7.9. – 12.11.2017 | HeK Haus der elektronischen Künste

 

von Karin Gerwens //

 

Es ist nicht ganz einfach, Fiktion und Wissenschaft in Einklang zu bringen. Der Künstlerin Agnes Meyer-Brandis ist das gelungen: Ihr Forschungsgebiet ist die Grenze zwischen Fakt und Fiktion, Fantasie  und Technologie.

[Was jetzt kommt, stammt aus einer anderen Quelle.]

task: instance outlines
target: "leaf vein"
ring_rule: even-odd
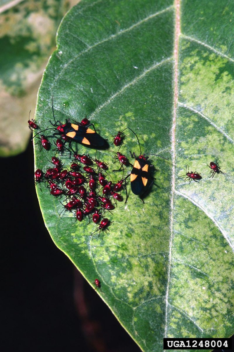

Zahlreiche Projekte belegen das: In einem fantastischen Experiment mit Gänsen erforscht sie die Möglichkeit eines Fluges zum Mond mit einem Gefährt, das von „Mondgänsen“ gezogen wird.

Ausgehend von dem Roman „The Moon Goose Colony“, den Francis Gordon 1603 verfasst hat und in dem von Gänsen berichtet wird, die die Fähigkeit besitzen, zum Mond zu fliegen, experimentiert Meyer-Brandis mit eigenen Entenküken. Als „Entenmutter“ kümmert sie sich nicht nur liebevoll um deren Wohlergehen, sondern bildet die Tiere zu Astronauten aus.

Analog zu Autor Gordon, der alle 28 Kapitel seiner altertümlichen Science-Fiction-Geschichte methodisch dokumentiert hat, werden die Texte zu Bildsequenzen der Astronauten-Küken von einer männlichen Stimme formal-wissenschaftlich vorgetragen. Die offensichtliche Diskrepanz zwischen der poetischen Herangehensweise und dem nüchternen Vortrag führt zu einer gewollt skurrilen Schieflage, die durch den Einsatz von Instrumenten aus der Raumfahrt noch verstärkt wird.

Weitere Forschungsgebiete der Künstlerin sind Naturphänomene wie wandernde Bäume oder Wolkenkerne, die sie mit einem Scanner durchleuchtet hat, als sie einer Einladung der deutschen Raumfahrtagentur gefolgt ist. Die Künstlerin, die kurze Zeit Mineralogie in Aachen studierte, hat Kernbohrungen im Rahmen ihrer „Studien für subterrane Eisvorkommen“ durchgeführt. Für ihre semi-wissenschaftlichen Arbeiten wurde das „Forschungsfloß – Institut für Kunst und subjektive Wissenschaft“ gegründet, in dem sie in verschiedenen Abteilungen ihre Arbeiten verwaltet.

Die Grenzen der Realität werden bei Meyer-Brandis oftmals bewusst überschritten, Formulierungen wie „fantastische Realitätsanwendungen“ untermauern die Widersprüchlichkeit ihrer Arbeiten, die sie jedoch stets mit wissenschaftlicher Ernsthaftigkeit durchführt. Unterstützung erfährt sie von Fachleuten wie Geophysikern, Mineralogen oder Höhlenforschern.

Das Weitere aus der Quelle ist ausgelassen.